Results: There were 1413 differentially expressed genes between thyroid cancer and normal paracancerous tissues, among which 21 immune-related genes were prognostic factors with significant differences in expression; lasso risk model obtained AKAP12, APOC1, TIMP3, ADAMTS9, ANK2, HTRA3, SYNDIG1 , ADAMTS5 and DACT1 were nine prognostic factors. A total of 58 differential miRNAs were found in thyroid cancer tissues and non-cancerous tissues. The possibility of differential miRNA targeting and binding of immune prognostic factors on the miRDB website and cell experiments was analyzed.

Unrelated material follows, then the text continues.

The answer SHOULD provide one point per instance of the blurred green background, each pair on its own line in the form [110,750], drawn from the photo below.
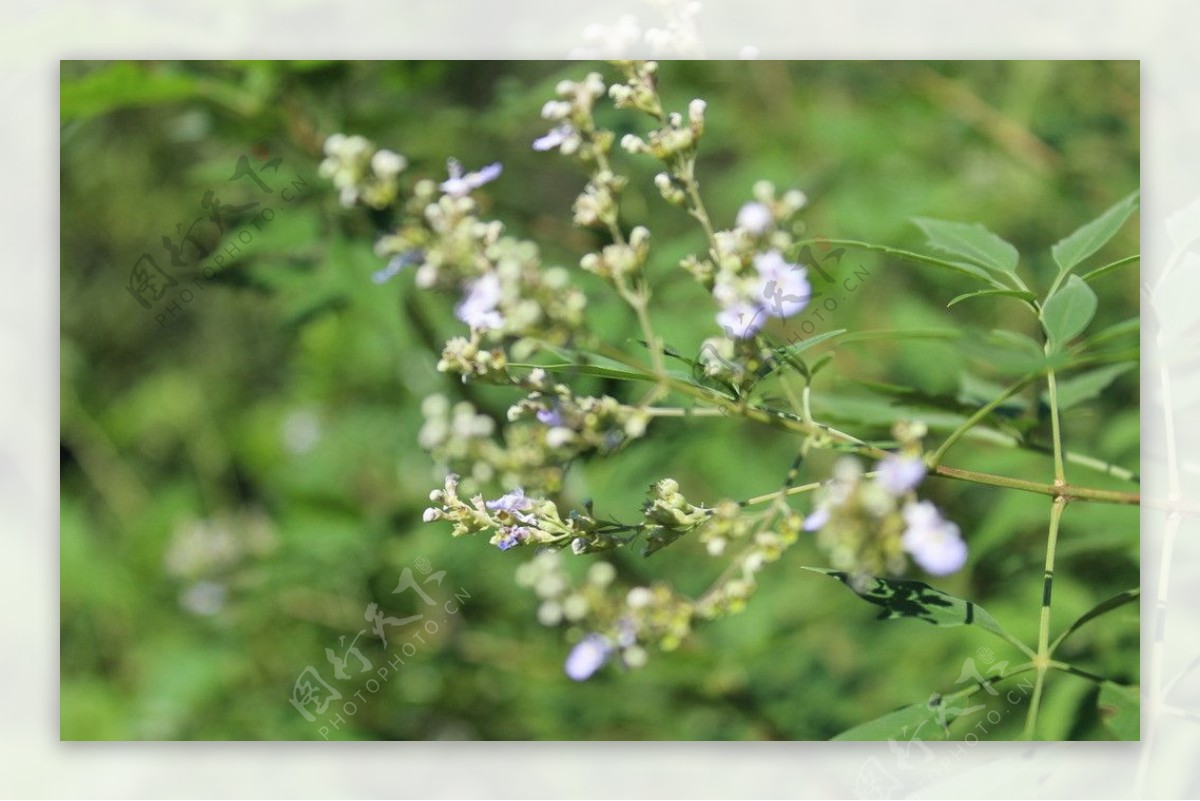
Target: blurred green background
[240,481]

Conclusions: The potential miRNA regulatory mechanism of immune prognostic factors in thyroid cancer has been explored.

Introduction

Thyroid cancer is a common endocrine malignancy (1, 2). Although THCA has a low mortality rate and a relatively good prognosis, the existing therapeutic modalities for locally advanced or recurrent metastatic THCA are still ineffective in improving the prognosis of patients. Therefore, new therapeutic modalities targeting the molecular mechanisms of thyroid carcinogenesis and progression are still being explored.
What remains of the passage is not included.